Incredible, I have never seen such an awful combinatiion of old and new architecture. Really incredible, the new building looks like a monster crushing the old poor little one
And this is just one outrage of many. Sometimes protected buildings disappeared from the list and were torn down in the night. What I call pan-European glass office buildings went up in their place. In two cases they tore down the old buildings and “rebuilt them” according to the old plans with modern materials. Everyone thinks this was just a way to steal more money. In other cases they’ve done this kind of thing — smashing a new building on top of and around and old one. Or they leave the first and second floor walls and build up, adding “modern” glass turrets that are supposed to look “olde.”
What kills me is that they’ve destroyed what was Moscow’s “selling point.” After the Stalinist-era changes and a few under Khrushchev, the center of the city wasn’t touched. Walking down little streets was like an architectural tour of the ages: a little classical city manor house, a 19th century style moderne apartment house, a turn of the century old Russian revival mansion… lots of little squares and pocket parks, trees and bushes and flowers. And they’ve destroyed that to make it look like any European city.
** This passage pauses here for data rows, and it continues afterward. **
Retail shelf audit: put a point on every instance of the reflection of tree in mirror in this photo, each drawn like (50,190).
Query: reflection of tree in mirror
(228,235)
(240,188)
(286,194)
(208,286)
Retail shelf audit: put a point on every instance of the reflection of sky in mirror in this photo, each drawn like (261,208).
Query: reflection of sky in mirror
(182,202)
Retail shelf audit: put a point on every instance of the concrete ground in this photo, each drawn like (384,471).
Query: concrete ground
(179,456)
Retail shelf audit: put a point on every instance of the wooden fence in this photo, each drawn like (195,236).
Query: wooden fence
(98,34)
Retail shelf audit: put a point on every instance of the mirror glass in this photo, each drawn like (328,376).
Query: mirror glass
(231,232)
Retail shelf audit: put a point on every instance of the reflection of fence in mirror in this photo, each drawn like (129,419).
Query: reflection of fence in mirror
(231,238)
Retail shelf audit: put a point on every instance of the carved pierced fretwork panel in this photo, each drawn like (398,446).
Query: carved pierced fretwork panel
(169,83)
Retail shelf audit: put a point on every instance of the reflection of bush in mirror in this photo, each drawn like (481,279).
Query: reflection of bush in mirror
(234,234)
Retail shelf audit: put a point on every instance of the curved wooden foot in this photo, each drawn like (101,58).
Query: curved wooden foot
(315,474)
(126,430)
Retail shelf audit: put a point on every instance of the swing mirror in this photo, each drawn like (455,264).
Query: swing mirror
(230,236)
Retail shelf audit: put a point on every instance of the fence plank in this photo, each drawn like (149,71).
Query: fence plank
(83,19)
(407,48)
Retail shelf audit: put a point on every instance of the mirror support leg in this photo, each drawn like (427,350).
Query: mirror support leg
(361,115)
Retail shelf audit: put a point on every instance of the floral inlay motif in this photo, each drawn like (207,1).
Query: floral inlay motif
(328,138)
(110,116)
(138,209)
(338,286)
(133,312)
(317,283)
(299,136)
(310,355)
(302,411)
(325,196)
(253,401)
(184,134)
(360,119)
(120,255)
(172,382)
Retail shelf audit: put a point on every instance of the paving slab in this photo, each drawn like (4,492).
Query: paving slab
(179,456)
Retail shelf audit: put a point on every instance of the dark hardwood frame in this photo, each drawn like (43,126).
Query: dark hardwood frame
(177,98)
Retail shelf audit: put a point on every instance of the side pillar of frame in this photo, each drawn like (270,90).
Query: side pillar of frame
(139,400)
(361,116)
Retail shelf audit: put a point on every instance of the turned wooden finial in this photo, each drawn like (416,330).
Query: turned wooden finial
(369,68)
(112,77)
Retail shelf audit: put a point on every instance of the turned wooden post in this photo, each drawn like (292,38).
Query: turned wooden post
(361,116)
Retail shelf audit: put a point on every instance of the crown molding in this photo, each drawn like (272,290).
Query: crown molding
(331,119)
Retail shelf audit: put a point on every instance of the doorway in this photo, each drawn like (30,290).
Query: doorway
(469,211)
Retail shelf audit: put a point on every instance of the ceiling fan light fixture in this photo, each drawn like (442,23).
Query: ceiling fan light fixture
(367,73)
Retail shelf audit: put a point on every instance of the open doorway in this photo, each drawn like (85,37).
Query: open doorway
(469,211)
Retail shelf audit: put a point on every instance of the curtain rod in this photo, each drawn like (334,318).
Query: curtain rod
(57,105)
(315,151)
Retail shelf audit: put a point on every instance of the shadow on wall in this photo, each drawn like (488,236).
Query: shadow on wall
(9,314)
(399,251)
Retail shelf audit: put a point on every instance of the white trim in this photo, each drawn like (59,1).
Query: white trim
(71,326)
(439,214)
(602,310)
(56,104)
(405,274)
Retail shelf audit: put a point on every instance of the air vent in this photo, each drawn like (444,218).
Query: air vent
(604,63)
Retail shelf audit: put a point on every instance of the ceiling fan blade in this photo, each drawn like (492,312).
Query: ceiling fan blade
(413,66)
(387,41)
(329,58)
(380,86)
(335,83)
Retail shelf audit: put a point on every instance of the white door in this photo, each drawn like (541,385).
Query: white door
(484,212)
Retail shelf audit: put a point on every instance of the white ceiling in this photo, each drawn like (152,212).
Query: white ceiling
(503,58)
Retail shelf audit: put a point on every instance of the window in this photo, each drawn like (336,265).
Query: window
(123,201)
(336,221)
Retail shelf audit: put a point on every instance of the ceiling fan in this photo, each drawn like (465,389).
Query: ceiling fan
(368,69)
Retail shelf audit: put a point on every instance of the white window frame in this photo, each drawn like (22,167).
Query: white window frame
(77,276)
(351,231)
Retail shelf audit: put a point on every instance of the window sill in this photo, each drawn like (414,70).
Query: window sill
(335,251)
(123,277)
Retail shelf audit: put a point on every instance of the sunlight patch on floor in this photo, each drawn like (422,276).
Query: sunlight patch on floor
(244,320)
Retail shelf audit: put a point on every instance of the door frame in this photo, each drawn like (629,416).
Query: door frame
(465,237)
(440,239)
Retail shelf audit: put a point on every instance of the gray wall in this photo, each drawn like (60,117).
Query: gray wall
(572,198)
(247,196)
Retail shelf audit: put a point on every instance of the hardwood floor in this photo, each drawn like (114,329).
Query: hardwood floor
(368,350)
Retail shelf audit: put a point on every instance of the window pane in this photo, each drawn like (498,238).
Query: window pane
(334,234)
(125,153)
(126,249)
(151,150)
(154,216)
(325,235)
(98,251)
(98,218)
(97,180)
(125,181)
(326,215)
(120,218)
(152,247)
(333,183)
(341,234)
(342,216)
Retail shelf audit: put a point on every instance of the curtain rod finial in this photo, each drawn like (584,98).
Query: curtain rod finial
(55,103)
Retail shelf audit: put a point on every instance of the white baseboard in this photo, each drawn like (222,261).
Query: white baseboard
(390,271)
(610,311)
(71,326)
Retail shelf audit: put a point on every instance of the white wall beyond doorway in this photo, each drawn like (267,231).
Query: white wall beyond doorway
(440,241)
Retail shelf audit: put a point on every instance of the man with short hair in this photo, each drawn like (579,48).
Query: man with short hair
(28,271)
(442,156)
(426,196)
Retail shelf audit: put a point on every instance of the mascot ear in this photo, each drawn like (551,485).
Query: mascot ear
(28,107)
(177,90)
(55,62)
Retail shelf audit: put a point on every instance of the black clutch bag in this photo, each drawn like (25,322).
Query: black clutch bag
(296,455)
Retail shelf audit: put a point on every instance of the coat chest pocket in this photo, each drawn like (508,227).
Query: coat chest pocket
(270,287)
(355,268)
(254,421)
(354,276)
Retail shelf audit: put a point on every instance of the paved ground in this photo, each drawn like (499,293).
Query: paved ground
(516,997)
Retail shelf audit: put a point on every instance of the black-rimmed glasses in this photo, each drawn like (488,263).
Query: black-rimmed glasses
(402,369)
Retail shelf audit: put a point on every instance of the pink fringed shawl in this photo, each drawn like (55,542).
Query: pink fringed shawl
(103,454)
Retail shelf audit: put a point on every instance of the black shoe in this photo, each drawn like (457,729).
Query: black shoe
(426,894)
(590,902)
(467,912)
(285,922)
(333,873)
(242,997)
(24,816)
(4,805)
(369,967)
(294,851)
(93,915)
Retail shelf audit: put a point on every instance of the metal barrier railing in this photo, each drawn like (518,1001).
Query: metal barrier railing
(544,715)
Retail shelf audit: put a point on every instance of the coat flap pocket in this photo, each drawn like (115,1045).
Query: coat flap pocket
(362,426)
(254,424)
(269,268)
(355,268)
Julia: I should show you some photos from around here
Yes please. Bad taste is sometimes as interesting as good taste, especially if it has a local quality.
Here you are http://melioralatent.blogspot.com/2010/03/mal-gusto.html
(Tus deseos son órdenes)
Oh jeez. Julia, is the first building really a church? Yikes.
Yes! Can you imagine? Is the city cathedral.
I love that little pink building, it looks like Wedgwood propped up on marble. Even better is that low building to the left of the gray box–are those caryatids on either side of the window? It reminds me of our cultural center
http://camelsnose.wordpress.com/2009/07/12/chance-rehearsal-at-the-cultural-center/
that was almost knocked down, only three floors high, wasting all that real estate space on the most expensive street in the city.
Don’t think that these lapses only occur on a grand scale. The Old House Journal has a regular column at the back titled, “Remuddling,” featuring reader photos of (usually) single family renovations gone wrong. Here‘s a quick sample; lots more in Google Books.
Yes, Nij, those are caryatids, and very pretty ones, too. Your cultural center is quite lovely. I can’t believe the house transformations. Or Julia’s churches. Don’t you wonder how someone could look at it all and think: Great job! Looks terrific now!
MMcM,I just got around to looking at those “Remuddling” articles. Thanks. They would make an interesting book.